Preocupado com a sociedade francesa, o fundador do grupo acredita que ela está “à beira de um terremoto”. Ele considera que há risco real de um conflito entre as gerações, “entre os jovens que estão cada vez mais sob pressão, mais pobres e sem um sistema de educação performático, além de terem problemas para encontrar emprego, e uma geração que, em breve, estará aposentada. São os “baby boomers”, nascidos no período pós-guerra, e que beneficiaram de todo o sistema econômico e que hoje não entraram em relação, em termos de transmissão, com as gerações anteriores, “diz.

Inspiração das Américas

“Vocês foram mais rápidos no Brasil do que na França na compreensão da miscigenação. No Brasil, mesmo se nas instituições isso demore a mudar, não se suspeita de que alguém não é brasileiro pela sua cor da pele. Na França, é preciso ainda justificar que se é francês, mesmo depois de várias gerações,” acrescenta Youssoufou. Para ele, o problema da não representatividade envolve também a negação da imagem da nova sociedade francesa e de seus filhos de imigrantes.

A palavra de ordem deles é mudança. O ex-presidente Luís Inácio Lula da Silva e o atual presidente americano Barack Obama são citados como exemplos das mudanças que eles querem para a França. Políticos que sejam símbolo de uma sociedade que se transformou e quer ser mais representativa.

“Será que a gente quer criar uma Europa como Mônaco, onde haverá apenas ricos, brancos e velhos, ou como o Brasil, onde haverá muitos jovens e mestiçagem, que é a realidade agora? No entanto, nossos dirigentes continuam no mesmo modelo, formados nas mesmas escolas e vindos dos mesmos clãs,” questiona.
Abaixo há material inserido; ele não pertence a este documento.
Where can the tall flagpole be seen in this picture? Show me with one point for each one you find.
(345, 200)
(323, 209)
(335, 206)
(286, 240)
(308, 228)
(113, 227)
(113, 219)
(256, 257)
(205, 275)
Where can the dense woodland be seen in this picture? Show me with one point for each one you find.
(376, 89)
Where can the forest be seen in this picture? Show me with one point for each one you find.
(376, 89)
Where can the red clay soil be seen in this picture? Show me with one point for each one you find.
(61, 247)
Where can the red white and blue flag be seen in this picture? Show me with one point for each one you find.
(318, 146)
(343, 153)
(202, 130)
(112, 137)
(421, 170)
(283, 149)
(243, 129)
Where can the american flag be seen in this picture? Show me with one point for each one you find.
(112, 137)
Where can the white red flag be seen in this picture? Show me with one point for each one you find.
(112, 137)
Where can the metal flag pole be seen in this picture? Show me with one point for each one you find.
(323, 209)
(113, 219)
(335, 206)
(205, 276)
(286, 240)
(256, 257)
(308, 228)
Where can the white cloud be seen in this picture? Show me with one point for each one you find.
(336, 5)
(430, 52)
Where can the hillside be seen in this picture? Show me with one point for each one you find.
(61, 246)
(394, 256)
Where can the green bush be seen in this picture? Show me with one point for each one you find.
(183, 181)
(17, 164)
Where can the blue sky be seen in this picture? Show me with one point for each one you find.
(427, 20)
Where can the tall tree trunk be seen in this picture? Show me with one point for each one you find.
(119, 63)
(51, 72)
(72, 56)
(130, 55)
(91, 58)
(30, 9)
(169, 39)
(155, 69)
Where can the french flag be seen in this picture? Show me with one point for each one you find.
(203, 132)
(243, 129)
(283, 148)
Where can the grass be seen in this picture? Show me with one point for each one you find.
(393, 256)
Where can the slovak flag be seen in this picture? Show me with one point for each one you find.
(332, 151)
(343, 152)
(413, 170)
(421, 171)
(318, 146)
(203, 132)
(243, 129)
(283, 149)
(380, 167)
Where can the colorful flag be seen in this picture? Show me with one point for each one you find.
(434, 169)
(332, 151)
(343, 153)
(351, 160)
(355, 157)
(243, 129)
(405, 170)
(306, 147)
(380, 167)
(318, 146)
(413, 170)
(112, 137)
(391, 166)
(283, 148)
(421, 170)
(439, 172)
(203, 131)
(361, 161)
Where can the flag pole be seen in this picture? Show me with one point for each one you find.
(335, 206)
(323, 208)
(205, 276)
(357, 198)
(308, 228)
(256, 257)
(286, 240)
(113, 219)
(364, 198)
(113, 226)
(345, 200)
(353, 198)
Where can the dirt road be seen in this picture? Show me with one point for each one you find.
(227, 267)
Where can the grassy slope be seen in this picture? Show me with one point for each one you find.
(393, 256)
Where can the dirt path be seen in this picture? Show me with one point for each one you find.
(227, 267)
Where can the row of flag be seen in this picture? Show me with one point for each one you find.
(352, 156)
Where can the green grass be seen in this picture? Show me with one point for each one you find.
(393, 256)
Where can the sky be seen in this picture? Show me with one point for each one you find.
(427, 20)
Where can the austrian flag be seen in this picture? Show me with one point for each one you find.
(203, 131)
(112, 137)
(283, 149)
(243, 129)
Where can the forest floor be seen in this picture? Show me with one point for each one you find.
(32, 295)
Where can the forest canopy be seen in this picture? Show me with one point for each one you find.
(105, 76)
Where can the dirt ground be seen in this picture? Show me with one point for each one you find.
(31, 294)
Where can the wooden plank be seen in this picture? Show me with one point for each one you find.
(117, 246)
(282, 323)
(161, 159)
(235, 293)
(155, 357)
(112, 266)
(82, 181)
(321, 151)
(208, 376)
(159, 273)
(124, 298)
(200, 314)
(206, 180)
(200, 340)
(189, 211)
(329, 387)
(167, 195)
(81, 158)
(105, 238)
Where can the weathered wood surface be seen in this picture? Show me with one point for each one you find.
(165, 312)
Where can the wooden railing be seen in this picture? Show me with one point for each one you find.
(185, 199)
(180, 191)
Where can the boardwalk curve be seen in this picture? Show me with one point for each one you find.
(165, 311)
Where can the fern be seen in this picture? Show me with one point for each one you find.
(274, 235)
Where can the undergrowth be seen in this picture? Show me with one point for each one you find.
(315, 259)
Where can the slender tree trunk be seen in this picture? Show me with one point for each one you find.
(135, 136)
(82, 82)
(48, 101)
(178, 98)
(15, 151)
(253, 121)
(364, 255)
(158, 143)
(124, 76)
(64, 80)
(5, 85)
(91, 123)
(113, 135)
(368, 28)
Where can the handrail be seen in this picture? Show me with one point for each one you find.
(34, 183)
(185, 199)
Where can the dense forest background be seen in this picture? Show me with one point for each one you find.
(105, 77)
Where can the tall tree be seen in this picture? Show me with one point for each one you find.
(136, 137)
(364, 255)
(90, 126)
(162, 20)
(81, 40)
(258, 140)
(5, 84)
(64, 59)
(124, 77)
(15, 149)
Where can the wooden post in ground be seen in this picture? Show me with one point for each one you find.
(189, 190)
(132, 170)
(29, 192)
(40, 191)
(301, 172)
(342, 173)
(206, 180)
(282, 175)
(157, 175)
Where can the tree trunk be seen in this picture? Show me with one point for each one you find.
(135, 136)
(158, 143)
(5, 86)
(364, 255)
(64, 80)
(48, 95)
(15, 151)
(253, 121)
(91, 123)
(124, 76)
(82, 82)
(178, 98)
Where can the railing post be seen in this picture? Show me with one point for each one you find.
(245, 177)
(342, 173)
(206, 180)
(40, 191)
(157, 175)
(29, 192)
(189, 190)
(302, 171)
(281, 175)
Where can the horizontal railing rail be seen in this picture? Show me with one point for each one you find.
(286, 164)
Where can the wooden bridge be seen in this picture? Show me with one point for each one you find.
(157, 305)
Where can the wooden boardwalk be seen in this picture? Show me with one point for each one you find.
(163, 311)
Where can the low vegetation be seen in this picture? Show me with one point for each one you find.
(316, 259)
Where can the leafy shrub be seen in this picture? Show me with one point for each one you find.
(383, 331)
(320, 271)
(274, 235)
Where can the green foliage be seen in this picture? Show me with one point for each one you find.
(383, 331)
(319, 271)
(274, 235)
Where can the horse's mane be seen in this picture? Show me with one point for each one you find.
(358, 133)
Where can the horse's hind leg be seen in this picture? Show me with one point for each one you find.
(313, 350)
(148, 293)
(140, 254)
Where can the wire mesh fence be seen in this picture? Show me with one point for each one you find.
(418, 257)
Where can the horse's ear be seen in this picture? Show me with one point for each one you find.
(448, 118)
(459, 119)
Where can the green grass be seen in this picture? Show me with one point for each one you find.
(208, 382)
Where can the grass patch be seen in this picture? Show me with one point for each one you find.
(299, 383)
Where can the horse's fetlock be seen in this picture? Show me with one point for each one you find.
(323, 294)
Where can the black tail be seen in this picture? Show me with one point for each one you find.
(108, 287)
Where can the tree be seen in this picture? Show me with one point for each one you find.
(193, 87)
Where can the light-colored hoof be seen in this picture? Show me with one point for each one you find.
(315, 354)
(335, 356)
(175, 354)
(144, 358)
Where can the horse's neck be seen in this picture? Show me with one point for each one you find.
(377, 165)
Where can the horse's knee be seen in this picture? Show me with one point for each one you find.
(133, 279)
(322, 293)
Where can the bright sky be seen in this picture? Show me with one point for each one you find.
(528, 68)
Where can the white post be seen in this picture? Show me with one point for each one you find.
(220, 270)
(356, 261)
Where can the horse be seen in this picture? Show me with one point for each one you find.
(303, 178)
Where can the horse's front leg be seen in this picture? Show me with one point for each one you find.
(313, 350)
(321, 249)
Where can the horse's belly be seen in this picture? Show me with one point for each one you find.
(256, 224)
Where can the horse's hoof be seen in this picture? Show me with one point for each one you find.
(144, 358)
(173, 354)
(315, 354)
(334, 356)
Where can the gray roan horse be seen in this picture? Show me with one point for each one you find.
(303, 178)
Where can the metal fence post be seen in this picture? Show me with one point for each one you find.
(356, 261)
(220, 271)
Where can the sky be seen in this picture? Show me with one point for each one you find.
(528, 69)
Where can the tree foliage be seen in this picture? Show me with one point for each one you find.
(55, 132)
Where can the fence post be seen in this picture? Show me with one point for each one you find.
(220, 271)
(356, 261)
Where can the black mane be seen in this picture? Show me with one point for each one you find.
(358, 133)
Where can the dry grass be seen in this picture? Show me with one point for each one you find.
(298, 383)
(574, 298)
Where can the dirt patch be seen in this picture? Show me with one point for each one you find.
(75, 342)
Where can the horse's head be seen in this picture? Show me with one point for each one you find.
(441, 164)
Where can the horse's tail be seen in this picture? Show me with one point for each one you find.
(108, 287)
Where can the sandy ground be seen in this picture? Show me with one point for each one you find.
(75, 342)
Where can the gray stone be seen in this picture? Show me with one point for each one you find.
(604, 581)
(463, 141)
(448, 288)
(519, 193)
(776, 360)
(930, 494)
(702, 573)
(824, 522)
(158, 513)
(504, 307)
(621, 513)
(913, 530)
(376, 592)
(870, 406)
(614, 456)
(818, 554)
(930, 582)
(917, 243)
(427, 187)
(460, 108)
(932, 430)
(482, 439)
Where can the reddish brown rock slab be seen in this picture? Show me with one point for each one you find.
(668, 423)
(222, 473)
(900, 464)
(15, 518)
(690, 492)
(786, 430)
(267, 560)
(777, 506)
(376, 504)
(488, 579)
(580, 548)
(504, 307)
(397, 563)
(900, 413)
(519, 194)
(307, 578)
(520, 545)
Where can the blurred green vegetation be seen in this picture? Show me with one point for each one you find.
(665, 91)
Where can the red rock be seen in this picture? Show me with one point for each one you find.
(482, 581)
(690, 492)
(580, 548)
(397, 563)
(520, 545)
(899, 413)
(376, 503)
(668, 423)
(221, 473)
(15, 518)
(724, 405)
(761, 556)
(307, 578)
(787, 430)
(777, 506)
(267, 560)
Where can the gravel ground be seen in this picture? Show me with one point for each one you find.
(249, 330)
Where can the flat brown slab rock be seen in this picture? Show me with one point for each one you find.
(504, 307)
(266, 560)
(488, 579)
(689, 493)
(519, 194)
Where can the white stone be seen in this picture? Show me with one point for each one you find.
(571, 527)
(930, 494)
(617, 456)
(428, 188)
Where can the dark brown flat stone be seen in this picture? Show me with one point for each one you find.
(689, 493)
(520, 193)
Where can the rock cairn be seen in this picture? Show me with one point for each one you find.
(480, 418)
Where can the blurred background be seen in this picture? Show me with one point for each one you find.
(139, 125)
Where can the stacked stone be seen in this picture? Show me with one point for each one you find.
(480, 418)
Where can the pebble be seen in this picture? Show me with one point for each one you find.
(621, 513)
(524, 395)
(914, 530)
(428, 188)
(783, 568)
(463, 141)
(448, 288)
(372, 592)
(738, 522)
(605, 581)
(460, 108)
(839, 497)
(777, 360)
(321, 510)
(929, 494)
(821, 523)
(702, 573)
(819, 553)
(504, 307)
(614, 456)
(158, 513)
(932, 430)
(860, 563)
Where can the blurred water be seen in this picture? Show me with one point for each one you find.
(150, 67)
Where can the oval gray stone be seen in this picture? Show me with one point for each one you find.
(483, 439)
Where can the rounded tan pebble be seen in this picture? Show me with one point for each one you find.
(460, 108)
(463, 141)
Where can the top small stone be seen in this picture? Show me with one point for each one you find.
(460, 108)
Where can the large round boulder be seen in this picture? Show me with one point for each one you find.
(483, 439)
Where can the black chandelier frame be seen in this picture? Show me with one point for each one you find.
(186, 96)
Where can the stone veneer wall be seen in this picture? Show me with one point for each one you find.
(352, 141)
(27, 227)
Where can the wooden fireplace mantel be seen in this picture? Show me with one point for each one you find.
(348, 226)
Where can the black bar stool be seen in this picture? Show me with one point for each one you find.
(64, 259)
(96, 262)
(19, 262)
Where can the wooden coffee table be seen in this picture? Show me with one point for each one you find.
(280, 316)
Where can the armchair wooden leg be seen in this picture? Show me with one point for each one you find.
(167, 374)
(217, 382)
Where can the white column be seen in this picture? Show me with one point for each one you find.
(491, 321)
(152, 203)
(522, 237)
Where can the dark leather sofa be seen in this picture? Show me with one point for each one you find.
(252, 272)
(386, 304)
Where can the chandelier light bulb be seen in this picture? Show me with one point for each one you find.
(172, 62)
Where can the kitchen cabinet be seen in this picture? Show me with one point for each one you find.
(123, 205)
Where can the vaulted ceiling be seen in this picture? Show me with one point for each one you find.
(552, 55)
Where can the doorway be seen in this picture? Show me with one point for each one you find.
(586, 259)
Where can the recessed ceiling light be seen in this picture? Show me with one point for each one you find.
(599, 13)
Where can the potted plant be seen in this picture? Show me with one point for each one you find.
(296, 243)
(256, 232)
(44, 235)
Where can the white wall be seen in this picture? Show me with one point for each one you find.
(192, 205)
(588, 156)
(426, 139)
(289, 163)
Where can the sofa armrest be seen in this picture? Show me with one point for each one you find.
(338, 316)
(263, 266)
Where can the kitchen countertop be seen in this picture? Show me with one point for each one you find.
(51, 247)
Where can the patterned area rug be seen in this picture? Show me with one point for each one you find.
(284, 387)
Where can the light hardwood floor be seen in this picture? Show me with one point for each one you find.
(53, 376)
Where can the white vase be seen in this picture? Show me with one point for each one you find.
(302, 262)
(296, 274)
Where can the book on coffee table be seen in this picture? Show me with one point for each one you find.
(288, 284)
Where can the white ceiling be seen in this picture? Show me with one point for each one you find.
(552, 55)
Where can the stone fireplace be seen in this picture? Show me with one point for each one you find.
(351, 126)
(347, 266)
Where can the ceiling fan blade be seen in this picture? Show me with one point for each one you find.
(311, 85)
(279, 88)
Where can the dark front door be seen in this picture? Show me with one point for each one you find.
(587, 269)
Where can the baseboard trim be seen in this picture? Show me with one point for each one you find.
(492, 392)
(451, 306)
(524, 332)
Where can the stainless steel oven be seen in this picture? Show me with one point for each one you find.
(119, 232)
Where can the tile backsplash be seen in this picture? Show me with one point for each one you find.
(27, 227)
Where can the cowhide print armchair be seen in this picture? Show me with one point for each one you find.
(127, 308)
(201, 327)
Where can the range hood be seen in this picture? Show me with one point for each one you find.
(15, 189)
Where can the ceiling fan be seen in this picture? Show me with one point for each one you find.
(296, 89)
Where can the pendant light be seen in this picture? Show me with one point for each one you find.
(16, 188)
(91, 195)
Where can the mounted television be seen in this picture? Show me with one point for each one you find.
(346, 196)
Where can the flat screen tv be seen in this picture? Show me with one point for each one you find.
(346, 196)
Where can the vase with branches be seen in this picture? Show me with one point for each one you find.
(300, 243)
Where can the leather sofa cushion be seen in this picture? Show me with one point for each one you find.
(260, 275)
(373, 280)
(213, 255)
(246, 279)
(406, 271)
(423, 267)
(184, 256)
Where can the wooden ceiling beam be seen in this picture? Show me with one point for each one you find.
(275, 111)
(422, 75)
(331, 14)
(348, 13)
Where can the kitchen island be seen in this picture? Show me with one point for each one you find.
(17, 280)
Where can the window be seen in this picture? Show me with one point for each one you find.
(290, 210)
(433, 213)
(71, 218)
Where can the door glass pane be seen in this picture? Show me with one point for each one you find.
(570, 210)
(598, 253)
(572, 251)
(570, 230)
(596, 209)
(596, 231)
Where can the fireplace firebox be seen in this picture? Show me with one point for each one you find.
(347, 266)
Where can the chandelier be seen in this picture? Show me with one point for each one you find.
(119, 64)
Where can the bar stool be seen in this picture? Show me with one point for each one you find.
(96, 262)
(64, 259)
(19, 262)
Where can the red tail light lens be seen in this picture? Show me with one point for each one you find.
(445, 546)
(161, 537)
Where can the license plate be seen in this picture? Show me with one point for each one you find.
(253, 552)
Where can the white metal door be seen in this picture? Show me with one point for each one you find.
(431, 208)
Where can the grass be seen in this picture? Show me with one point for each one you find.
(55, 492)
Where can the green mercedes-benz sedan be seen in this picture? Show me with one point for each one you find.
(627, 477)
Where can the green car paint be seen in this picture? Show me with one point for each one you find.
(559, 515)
Não será necessariamente proposto um candidato da juventude, o coletivo também diz não querem opor jovens e velhos. A ideia é forçar a participação e reconhecimento de novas camadas da sociedade dentro do debate político. Querem outra cara para o país, “para que, quando olharmos a Assembleia Nacional francesa, ela se parece com a França de hoje”, argumenta Youssoufou.